Rogers was keen to stress this technology is not utilised as an enforcement tool to scope out those potentially falling afoul of speed limits or the HVNL, but rather a data acquisition tool that, in its partnership with the NHVR, provides crucial metrics to determine what combinations are travelling where, when and how.

“Our technology is primarily used to gather intelligence. If you go on the NHVR website they’ll talk about intelligence-led compliance. The principle is, why spend time and money on a compliance operation for someone who is probably doing the right thing?

“Where this technology becomes really interesting in a heavy vehicle monitoring space is that normally to, say, count the number of wheels that are going past on a B Double, you need some specific hardware on the edge of the road.

“We can do all that with a camera that you can move wherever you want. It can see a truck moving past at 100 km/h and pull 24 data attributes off it – how many wheels it has, how many trailers it has, where the articulations are.

“With this sort of technology, at this speed, you can gather intelligence about how a fleet it being used, where vehicles have trailers on the back and where they don’t, it’s a high-level view.”

How, then, can this data be used to help drive down Australia and, potentially, the world’s road death toll?

The answer is in the name. AI. Artificial intelligence.

It’s a buzzword in the modern technological age, but Rogers says SenSen’s ability to learn could, eventually, allow it to predict potential accidents.

“I studied AI at a bachelor level in the 90s, and I see all these kids at the moment branding their products as AI and it’s a pet hate of mine. I’m old enough and ugly enough to know the difference between real AI and what people are calling AI.

“The AI-specific features of our product include the deep learning and multi-level annotation we do to some sample data sets, it’s the unique sense and intellectual property.

“We have an annotations team that looks at hundreds of hours of video to work out what salient points to put into the machine learning model.

“The key piece of the product is the deep learning. To achieve that outcome, you have to fuse a whole heap of other parts of technology that aren’t strictly AI, but it is genuine AI to do that novel and unique work.

“A prediction for road safety could be eventually predicting a vehicle is going to have an incident with some percentage of certainty, and that’s where I think it’s going.

“It’s not about finding people speeding like it has been in the last decades. It’s how we can find someone who is not speeding, but we still think is going to have an accident.

“Fatigue management is another example. If someone is fatigued that doesn’t necessarily mean they’re going to have an accident, so what are the variables we can’t tell that will cause someone to have an accident?

“Then, if we can predict an incident, how can we intervene to prevent it?

“For me, it’s all about predicting – and that’s the next step of AI. If you think of any technology that’s going to reduce the road toll, it has to be able to predict, right? I think AI is the technology that has the best chance of predicting those incidents just due to the nature of how it works.

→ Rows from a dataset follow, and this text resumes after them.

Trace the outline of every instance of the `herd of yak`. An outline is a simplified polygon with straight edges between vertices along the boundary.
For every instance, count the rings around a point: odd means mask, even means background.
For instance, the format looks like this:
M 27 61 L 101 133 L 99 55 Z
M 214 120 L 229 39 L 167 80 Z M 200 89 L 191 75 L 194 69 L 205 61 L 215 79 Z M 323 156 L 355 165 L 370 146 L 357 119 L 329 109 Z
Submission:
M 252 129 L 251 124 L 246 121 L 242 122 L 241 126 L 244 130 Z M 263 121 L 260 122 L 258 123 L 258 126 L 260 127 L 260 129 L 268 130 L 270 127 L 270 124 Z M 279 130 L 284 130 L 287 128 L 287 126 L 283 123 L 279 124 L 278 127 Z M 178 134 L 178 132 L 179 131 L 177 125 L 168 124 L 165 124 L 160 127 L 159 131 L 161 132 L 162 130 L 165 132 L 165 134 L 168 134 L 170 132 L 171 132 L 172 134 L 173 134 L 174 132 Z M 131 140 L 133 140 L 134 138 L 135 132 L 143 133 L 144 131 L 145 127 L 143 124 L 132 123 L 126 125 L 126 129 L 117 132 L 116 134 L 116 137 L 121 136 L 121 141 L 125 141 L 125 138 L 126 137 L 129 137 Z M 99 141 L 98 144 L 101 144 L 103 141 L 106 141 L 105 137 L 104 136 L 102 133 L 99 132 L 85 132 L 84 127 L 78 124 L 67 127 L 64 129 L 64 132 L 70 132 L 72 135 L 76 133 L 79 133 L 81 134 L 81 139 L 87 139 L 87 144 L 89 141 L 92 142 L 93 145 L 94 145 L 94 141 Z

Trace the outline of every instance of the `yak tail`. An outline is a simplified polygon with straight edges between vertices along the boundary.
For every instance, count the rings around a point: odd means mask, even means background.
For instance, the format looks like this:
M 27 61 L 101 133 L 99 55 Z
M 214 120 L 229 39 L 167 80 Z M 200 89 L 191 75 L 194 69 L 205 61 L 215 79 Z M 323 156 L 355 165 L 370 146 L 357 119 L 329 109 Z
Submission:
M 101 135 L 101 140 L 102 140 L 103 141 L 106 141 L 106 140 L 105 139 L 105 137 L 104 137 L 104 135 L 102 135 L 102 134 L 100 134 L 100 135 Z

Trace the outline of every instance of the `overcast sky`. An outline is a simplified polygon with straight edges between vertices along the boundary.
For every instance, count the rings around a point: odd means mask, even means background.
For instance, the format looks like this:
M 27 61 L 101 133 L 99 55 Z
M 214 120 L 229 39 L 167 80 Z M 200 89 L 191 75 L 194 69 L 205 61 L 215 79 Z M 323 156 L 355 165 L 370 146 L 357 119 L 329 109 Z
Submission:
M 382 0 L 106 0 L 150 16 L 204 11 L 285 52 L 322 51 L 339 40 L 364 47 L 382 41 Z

“It’s crucial to have more data that has been captured in real-time and to be able to process it with more intelligent models that can predict, and then prevent.”

Key to SenSen’s extended partnership with the NHVR has been the regulator’s expansion into the manage the regulatory services in Queensland earlier this year.

While SenSen’s cameras are solar-powered, they have been power budgeted to even work in traditionally darker, cloudier environments like Tasmania. They’re applicable anywhere in Australia.

“When we started that initial trial with the NHVR in 2021 we only had five or six systems, now we’re up to 30 or so.

“The NHVR’s regulatory scope is growing, and as they go into a new state they talk to use about how to use that capability we first piloted for them in 2021 in these new jurisdictions.

“We’ve just rolled out eight vehicles in Queensland, and they’re all in the field now gathering intelligence and helping them meet their mission to save lives on the road and have a better, faster moving freight network.”